[KLUG Members] Samba and XP
Adam Tauno Williams
members@kalamazoolinux.org
Tue, 25 Feb 2003 13:41:06 -0500
>>>>>>My issue is I can't get it to logon to the domain. My 2000 workstation
>>>>>>NT4 workstations work fine. I'm able to add the workstation to the
>>>>>>when I reboot and try to logon. It says the domain in unavailable. I'm
>>>>>>loss.Would a newer version of Samba help or does it currently only
>>>>>>2000 and below?
>>>> Did you deal with the sign-n-seal thing?
>>Not sure what you're talking about here. I did activate it with MS.
>No, that's different. Sign and Seal is an encryption thing that XP
>requires by default, but current versions of Samba don't support
>properly. You need to make a registry change on the XP box. I just did
>the same thing on mine. I don't remember the exact key, but it's not
>hard to find in the Samba.org site.
And now featured in the KLUG list archives! (see below)
>From http://www.wlug.org.nz/RequireSignOrSeal -
Windows XP tries to sign or seal the secure channel between the workstation and
the domain controller. This causes the following error:
Windows cannot connect to the domain either because the domain controller is
down or otherwise unavailable or because your computer account was not found.
The domain controller may record:
Event ID: 5723
The session setup from the computer <Computername> failed to authenticate. The
name of the account referenced in the security database is <Computername>. The
following error occurred: Access is denied.
The client may record:
Event Source: NETLOGON Event ID: 3227 Description: The session setup to the
Windows NT or Windows 2000 domain controller \\<ServerName> for the domain
<DomainName> failed because \\<ServerName> does not support signing or sealing
the Netlogon session. Either upgrade the domain controller or set the
RequireSignOrSeal registry entry on this machine to 0.
Option 1: Manual registry editing
Start Regedit, navigate to:
HKEY_LOCAL_MACHINE\System\CurrentControlSet\Services\NetLogon\Parameters
and change
"RequireSignOrSeal"=dword:00000001
to
"RequireSignOrSeal"=dword:00000000
Option 2: The only way Microsoft advocate changing this setting
1. Use Control Panel to open Local Security Policy in the Administrative Tools.

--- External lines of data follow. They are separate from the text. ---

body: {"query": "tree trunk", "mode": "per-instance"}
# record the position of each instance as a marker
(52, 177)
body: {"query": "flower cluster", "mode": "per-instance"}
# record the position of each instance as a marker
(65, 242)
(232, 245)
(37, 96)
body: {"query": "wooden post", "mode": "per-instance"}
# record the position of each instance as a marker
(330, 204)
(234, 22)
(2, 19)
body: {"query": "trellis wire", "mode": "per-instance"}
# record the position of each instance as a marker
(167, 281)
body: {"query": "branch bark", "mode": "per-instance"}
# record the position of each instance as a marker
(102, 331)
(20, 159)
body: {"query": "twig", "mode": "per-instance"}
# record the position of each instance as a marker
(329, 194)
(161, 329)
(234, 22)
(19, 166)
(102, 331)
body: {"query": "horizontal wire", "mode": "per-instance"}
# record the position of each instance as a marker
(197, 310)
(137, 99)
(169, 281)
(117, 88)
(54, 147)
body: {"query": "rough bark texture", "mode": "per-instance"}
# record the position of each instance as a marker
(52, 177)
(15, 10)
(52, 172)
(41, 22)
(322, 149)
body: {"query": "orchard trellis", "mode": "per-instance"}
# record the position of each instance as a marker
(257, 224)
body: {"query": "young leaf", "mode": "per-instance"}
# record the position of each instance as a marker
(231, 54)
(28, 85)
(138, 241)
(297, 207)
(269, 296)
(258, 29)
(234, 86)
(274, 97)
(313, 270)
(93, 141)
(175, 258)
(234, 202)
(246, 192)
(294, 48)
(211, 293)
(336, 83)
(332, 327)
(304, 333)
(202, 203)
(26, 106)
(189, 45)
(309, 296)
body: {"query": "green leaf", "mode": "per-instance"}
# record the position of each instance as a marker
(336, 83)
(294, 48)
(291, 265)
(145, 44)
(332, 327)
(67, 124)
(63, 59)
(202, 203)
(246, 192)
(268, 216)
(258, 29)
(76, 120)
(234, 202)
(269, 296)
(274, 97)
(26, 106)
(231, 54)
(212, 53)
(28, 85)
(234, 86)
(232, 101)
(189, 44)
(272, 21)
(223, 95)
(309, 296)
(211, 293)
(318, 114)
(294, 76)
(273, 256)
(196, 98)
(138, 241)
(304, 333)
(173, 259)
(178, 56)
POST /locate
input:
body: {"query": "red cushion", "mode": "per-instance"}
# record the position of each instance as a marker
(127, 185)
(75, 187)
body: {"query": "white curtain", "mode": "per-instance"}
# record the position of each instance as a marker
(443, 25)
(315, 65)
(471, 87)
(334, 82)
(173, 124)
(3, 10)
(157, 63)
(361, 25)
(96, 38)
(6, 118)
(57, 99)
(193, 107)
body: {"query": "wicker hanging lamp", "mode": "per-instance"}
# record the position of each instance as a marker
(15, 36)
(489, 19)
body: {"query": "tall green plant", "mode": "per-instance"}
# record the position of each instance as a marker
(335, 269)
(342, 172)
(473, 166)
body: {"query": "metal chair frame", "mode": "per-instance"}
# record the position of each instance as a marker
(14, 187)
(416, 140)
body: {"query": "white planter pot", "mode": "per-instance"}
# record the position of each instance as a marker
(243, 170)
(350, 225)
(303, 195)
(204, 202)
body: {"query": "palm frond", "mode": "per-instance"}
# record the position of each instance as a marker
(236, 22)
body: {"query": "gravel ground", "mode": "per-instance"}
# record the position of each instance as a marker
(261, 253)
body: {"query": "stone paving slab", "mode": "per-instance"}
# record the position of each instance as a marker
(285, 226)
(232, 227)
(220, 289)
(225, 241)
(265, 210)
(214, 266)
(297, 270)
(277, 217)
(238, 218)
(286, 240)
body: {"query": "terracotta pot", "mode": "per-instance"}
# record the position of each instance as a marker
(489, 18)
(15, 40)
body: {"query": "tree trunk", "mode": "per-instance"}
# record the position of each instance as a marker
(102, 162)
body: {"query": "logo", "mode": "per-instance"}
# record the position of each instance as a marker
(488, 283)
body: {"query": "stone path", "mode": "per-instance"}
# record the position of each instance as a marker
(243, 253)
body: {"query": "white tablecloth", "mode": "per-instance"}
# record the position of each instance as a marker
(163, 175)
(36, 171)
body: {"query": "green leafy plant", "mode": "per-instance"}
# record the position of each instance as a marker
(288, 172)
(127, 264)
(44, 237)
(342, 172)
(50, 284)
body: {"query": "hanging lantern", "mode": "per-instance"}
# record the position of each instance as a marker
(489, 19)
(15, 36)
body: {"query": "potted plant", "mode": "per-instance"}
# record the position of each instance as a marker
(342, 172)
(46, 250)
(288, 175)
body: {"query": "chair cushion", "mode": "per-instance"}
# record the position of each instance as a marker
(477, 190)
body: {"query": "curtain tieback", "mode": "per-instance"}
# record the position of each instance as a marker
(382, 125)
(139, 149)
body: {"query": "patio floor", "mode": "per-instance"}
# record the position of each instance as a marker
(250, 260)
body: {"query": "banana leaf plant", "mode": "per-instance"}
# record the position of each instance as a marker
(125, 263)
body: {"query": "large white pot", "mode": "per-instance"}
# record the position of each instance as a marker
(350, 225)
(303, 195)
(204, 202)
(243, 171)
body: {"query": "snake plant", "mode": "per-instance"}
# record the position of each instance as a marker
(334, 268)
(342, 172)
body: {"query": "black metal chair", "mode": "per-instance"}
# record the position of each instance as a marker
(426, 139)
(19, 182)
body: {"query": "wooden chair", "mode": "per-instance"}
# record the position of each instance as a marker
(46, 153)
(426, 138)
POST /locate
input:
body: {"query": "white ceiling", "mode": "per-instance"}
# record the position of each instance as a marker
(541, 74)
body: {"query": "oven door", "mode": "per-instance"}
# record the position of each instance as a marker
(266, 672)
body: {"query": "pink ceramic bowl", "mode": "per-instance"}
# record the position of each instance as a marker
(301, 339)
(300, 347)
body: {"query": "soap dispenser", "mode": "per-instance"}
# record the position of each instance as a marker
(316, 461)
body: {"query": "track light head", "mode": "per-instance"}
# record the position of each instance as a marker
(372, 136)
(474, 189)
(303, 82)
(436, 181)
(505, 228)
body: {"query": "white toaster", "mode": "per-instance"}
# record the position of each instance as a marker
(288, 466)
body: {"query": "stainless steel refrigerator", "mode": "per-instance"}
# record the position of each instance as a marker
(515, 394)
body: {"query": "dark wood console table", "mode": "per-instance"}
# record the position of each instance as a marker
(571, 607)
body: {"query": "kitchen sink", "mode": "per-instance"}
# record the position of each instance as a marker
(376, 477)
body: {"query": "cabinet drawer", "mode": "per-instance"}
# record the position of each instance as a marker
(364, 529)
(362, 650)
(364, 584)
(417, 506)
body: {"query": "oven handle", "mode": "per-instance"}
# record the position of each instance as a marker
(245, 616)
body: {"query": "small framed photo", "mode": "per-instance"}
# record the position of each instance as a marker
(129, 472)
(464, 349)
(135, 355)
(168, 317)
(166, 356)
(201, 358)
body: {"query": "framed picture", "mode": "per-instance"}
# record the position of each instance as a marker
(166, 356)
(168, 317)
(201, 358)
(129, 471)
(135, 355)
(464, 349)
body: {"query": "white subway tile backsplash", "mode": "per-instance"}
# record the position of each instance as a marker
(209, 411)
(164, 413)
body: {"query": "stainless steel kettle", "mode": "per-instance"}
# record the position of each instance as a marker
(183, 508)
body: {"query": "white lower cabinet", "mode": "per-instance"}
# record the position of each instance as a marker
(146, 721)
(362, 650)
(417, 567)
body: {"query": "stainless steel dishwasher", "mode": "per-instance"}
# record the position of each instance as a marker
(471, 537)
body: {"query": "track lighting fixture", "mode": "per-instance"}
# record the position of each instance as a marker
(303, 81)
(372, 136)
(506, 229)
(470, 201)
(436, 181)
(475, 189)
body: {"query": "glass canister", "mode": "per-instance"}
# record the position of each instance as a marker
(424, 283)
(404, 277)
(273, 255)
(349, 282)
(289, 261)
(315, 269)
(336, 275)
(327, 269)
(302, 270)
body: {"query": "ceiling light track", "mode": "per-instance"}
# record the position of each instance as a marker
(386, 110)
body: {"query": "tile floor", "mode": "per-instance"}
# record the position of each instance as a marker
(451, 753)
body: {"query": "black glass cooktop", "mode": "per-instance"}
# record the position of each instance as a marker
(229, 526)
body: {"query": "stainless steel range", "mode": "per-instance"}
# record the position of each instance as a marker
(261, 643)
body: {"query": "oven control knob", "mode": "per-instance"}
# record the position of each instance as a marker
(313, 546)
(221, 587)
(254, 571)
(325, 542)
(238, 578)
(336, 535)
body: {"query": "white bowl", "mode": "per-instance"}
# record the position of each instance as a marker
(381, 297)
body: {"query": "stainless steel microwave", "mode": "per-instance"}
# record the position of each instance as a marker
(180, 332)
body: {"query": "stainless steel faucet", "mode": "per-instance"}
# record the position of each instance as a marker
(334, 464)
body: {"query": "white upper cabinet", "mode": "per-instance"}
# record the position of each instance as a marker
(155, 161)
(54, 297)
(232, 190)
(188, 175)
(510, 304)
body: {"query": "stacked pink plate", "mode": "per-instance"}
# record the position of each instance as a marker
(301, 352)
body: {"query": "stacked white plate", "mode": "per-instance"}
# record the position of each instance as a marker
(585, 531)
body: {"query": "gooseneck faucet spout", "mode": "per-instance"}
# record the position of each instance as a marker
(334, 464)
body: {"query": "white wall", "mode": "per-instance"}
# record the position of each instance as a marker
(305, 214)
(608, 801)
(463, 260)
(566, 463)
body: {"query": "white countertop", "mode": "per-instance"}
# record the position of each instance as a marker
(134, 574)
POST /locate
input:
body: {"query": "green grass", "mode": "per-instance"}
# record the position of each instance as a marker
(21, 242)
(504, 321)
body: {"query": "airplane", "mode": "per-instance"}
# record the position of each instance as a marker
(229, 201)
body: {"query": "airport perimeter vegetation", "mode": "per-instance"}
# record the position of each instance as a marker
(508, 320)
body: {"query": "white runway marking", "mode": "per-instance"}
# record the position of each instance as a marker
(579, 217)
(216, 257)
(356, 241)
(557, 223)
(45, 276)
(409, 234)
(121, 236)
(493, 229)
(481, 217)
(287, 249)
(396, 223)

2. Navigate to Local Policies / Security Options.
3. Double-click Domain Member:Digitally encrypt or sign secure channel data
(always).
4. Press Disabled.
5. Press Apply and OK.
Option #3: registry file
Save the followig text to requiresignorseal.reg and then right click->Merge
REGEDIT4
[HKEY_LOCAL_MACHINE\SYSTEM\CurrentControlSet\Services\Netlogon\Parameters]
"requiresignorseal"=dword:00000000
This file can be found in the docs/Registry directory of the Samba 2.2.2 source
distribution as WinXP_SignOrSeal.reg.